La monumentale edizione remaster di LTM è persino quasi esatta cronologicamente, ripercorrendo la storia di French Impressionists per intero e sin dai primi vagiti -il menzionato ep “A Selection of Songs” (le sorprese di 'Pick Up The Rhythm', 'Blue Skies', 'Since You've Been Away', 'Theme From Walking Home') e setacciando le tante compile Crepuscule anni ottanta. E'qui che arriviamo a vivere i risvegli di 'Castles In The Air', soffioni nello scirocco, tra le più assolute e lucide grazie pop di tutti i tempi. E 'My Guardian Angel', meriggio in stasi, incisa 'impressionisticamente' con Quinn ed Aztec Camera, o ancora una cover di 'Santa Baby'.
I brani dal vivo, tra i quali spiccano 'My Rainy Day', 'Nothing Really Matters', la gershwiniana 'Summertime' e una nuova 'Blue Skies', pur con minore fedeltà acustica esaltano le armoniose corde vocali della Ness in particolare; interpretazioni cariche e luminose che costituiscono il tratto distintivo delle performances a Glasgow.

Questo pittoresco, esuberante excursus di tempo e di immagini in musica, di interludi e di memorie di vite mai vissute, conclude planando maestosamente in due suites pianistiche, più particolarmente 'colte', scritte da Fisher a gruppo ormai sciolto ma sempre comunque 'in topic' con quanto espresso sinora. Partiture malinconiche ornate di fascino e desiderio quasi inscrutabili, strumentali classicheggianti in cui Fisher ci offre l'ultima assuefazione e che d'istinto appaiamo al fantomatico collettivo Cold Blue.
Oggi il pianista vive a Milano, ancora in attività.

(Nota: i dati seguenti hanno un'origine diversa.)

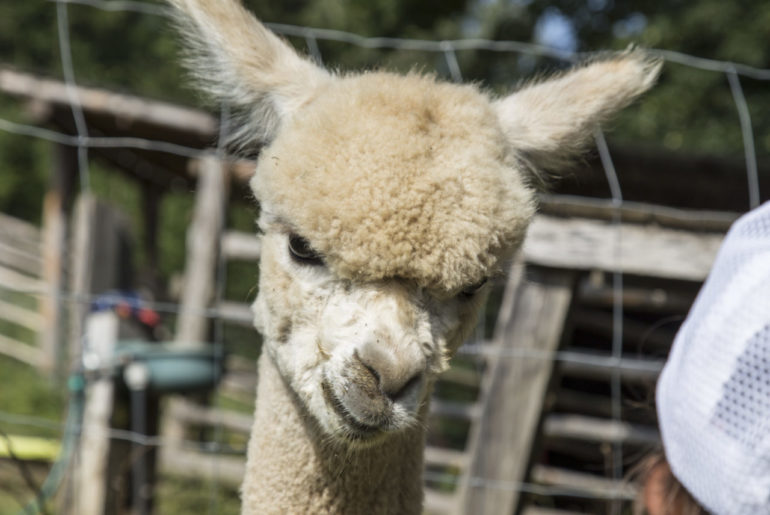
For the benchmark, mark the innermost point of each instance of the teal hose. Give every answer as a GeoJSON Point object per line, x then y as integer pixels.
{"type": "Point", "coordinates": [76, 386]}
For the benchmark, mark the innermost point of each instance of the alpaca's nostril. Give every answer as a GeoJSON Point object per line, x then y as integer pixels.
{"type": "Point", "coordinates": [390, 377]}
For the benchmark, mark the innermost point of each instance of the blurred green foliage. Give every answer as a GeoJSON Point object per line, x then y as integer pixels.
{"type": "Point", "coordinates": [690, 110]}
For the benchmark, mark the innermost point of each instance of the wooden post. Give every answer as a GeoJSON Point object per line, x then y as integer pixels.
{"type": "Point", "coordinates": [203, 238]}
{"type": "Point", "coordinates": [92, 473]}
{"type": "Point", "coordinates": [151, 198]}
{"type": "Point", "coordinates": [56, 206]}
{"type": "Point", "coordinates": [100, 259]}
{"type": "Point", "coordinates": [501, 441]}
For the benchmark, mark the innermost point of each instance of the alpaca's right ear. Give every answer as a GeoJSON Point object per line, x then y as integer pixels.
{"type": "Point", "coordinates": [236, 60]}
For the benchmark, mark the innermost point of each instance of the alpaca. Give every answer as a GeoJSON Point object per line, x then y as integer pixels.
{"type": "Point", "coordinates": [386, 203]}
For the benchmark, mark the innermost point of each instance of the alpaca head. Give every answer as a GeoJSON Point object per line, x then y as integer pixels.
{"type": "Point", "coordinates": [387, 201]}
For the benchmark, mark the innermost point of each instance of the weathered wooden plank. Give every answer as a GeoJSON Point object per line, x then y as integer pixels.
{"type": "Point", "coordinates": [658, 299]}
{"type": "Point", "coordinates": [18, 315]}
{"type": "Point", "coordinates": [445, 457]}
{"type": "Point", "coordinates": [241, 245]}
{"type": "Point", "coordinates": [93, 459]}
{"type": "Point", "coordinates": [592, 429]}
{"type": "Point", "coordinates": [599, 366]}
{"type": "Point", "coordinates": [637, 213]}
{"type": "Point", "coordinates": [186, 411]}
{"type": "Point", "coordinates": [213, 467]}
{"type": "Point", "coordinates": [503, 441]}
{"type": "Point", "coordinates": [12, 280]}
{"type": "Point", "coordinates": [539, 510]}
{"type": "Point", "coordinates": [583, 484]}
{"type": "Point", "coordinates": [126, 109]}
{"type": "Point", "coordinates": [20, 351]}
{"type": "Point", "coordinates": [14, 256]}
{"type": "Point", "coordinates": [203, 238]}
{"type": "Point", "coordinates": [53, 242]}
{"type": "Point", "coordinates": [236, 312]}
{"type": "Point", "coordinates": [646, 250]}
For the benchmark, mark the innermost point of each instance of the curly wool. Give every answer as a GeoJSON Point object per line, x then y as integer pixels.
{"type": "Point", "coordinates": [398, 176]}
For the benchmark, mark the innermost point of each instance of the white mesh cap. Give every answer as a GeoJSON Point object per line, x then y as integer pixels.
{"type": "Point", "coordinates": [713, 396]}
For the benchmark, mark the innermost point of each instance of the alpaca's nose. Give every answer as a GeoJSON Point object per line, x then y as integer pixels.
{"type": "Point", "coordinates": [395, 372]}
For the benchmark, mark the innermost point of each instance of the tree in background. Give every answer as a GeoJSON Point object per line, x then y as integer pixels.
{"type": "Point", "coordinates": [691, 110]}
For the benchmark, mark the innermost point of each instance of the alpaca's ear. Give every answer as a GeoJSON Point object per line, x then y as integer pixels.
{"type": "Point", "coordinates": [552, 121]}
{"type": "Point", "coordinates": [236, 60]}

Dopo The French Impressionists ed i primi paralleli esperimenti discografici Cherry Red, sarà il tempo di numerosi collettivi pop-jazz cool emersi tra '83 ed '85, spesso di notevoli esiti ma non più indie: ammansiti e blockbuster come le Carmel di “The Drum is Everything”, gli Working Week di “Working Nights” sino a Style Council, Swing Out Sister, Sade.